Scellig S. D. Stone, Cátia M. Teixeira, Loren M. DeVito, Kirill Zaslavsky, Sheena A. Josselyn, Andres M. Lozano, and Paul W. Frankland

Deep brain stimulation (DBS) is an established therapeutic modality for the treatment of movement disorders and an emerging therapeutic approach for the treatment of disorders of mood and thought. For example, recently we have shown that DBS of the fornix may ameliorate cognitive decline associated with dementia. However, like other applications of DBS, the mechanisms mediating these clinical effects are unknown. As DBS modulates neurophysiological activity in targeted brain regions, DBS might influence cognitive function via activity-dependent regulation of hippocampal neurogenesis.

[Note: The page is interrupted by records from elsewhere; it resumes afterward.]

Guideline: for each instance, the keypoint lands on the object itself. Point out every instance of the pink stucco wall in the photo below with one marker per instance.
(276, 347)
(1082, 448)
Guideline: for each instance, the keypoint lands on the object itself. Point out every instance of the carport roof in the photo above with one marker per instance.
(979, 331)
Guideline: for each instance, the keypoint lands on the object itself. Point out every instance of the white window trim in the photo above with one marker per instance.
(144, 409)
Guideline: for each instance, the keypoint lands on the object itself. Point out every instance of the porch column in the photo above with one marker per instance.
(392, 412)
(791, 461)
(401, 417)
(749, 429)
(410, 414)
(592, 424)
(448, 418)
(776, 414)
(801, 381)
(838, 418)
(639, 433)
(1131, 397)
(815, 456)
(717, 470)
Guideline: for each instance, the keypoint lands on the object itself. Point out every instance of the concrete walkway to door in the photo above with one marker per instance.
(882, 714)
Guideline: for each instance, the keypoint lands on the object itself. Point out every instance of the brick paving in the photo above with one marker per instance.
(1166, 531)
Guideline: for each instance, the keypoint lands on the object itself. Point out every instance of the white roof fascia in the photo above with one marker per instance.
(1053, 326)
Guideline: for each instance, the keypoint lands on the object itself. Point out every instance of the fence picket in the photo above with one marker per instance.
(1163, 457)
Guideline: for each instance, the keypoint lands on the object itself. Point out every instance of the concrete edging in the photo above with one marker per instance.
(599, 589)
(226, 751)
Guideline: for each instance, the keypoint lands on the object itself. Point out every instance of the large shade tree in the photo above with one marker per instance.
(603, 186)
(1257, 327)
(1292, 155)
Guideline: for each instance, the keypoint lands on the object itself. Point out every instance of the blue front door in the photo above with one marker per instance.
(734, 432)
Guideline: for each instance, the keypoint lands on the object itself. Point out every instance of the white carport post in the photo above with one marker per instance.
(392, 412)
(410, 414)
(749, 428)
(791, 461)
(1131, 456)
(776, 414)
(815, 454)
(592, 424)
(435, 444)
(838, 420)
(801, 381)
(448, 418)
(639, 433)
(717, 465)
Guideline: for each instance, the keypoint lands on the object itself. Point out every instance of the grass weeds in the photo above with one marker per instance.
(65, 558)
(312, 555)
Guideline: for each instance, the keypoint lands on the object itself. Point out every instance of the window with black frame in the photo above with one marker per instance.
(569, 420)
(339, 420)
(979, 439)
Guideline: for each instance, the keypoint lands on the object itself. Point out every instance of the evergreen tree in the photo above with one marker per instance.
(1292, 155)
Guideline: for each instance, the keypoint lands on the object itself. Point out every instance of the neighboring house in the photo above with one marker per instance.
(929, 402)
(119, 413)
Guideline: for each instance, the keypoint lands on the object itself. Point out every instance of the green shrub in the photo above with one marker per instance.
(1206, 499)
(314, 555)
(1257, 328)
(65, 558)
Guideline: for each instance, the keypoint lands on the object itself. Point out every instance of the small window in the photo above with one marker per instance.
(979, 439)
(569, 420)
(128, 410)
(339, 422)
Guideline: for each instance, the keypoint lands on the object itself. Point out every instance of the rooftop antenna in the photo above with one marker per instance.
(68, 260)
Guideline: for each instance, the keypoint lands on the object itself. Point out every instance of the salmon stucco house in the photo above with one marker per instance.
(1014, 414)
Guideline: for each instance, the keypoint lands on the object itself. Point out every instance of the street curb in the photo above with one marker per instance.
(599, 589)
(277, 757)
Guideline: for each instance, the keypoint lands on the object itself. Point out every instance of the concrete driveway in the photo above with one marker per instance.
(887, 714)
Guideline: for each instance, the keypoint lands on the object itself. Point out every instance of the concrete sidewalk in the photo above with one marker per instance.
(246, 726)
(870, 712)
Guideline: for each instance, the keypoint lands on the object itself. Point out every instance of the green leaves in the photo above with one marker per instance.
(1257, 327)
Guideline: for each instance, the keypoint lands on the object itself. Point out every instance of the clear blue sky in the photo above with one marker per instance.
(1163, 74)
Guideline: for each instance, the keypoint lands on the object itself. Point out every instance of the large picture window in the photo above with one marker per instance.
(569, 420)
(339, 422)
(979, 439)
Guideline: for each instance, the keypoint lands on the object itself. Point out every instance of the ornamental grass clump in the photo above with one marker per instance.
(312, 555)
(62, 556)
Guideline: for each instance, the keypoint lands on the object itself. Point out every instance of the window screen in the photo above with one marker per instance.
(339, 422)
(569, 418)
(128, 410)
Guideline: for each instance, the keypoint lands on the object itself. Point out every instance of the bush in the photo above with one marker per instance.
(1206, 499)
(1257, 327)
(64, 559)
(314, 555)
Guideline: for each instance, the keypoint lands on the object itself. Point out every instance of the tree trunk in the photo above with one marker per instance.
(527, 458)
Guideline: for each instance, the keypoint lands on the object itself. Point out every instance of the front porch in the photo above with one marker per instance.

Using stimulation parameters analogous to clinical high-frequency DBS, here we addressed this question in mice. We found that acute stimulation of the entorhinal cortex (EC) transiently promoted proliferation in the dentate gyrus (DG). Cells generated as a consequence of stimulation differentiated into neurons, survived for at least several weeks, and acquired normal dentate granule cell (DGC) morphology. Importantly, stimulation-induced promotion of neurogenesis was limited to the DG and not associated with changes in apoptotic cell death. Using immunohistochemical approaches, we found that, once sufficiently mature, these stimulation-induced neurons integrated into hippocampal circuits supporting water-maze memory. Finally, formation of water-maze memory was facilitated 6 weeks (but not 1 week) after bilateral stimulation of the EC. The delay-dependent nature of these effects matches the maturation-dependent integration of adult-generated DGCs into dentate circuits supporting water-maze memory. Furthermore, because the beneficial effects of EC stimulation were prevented by blocking neurogenesis, this suggests a causal relationship between stimulation-induced promotion of adult neurogenesis and enhanced spatial memory.